With limited education and exposure, women are unlikely to have the knowledge, means, or authority to control their fertility or avoid infant mortality. Polygamy, dowry, bride price, and domestic violence reinforce gender inequality, thereby providing indirect support to higher fertility and infant mortality. Very early ages at marriage contribute to higher mortality because both maternal and infant mortality have a U-shaped relationship with maternal age at birth. Maternal mortality is also higher where women’s access to proper nutrition, effective means to space births, and timely and appropriate antenatal, delivery, and postnatal care are limited. While poverty curtails the availability of resources, the amount that societies and households invest in keeping women and girls alive is reflective of the roles, rights, and perceived worth of women. Gender norms that condone marriages between young girls and much older, sexually experienced men, emphasize women’s subservience to the sexual needs of their husbands, and tolerate physical and sexual abuse of women reduce the likelihood that women will seek care for infections such as HIV, leave an infected partner, or insist on condom use or other ways to protect themselves.

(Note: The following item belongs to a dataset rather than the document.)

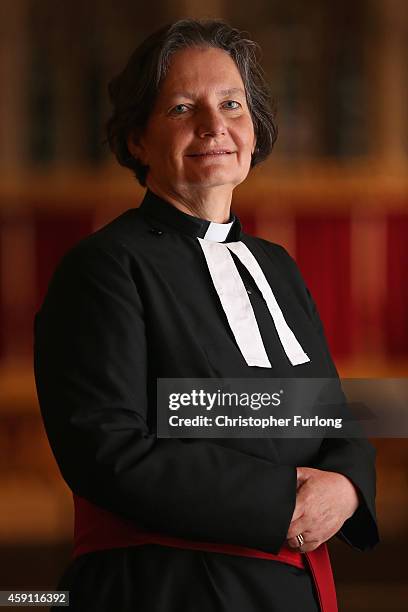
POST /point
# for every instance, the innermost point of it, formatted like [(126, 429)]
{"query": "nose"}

Because the social construction of ”manhood” is consistent with male risk-taking and violence, gender can also adversely affect men’s health and mortality.
Finally, traditional gender roles, by limiting women’s mobility and marketable skills, decrease the likelihood that women will migrate for jobs or education, but are consistent with women’s forced migration to their husbands’ homes at the time of marriage and female trafficking. However, changes in gender roles, increases in female access to education, delays in marriage and childbearing, and the gradual whittling down of occupational barriers are changing the sex composition of even voluntary migratory streams to include more women.
Reference:
- Presser, H. B. & Sen, G. (eds.) (2000) Women’s Empowerment and Demographic Processes. Oxford University Press, New York.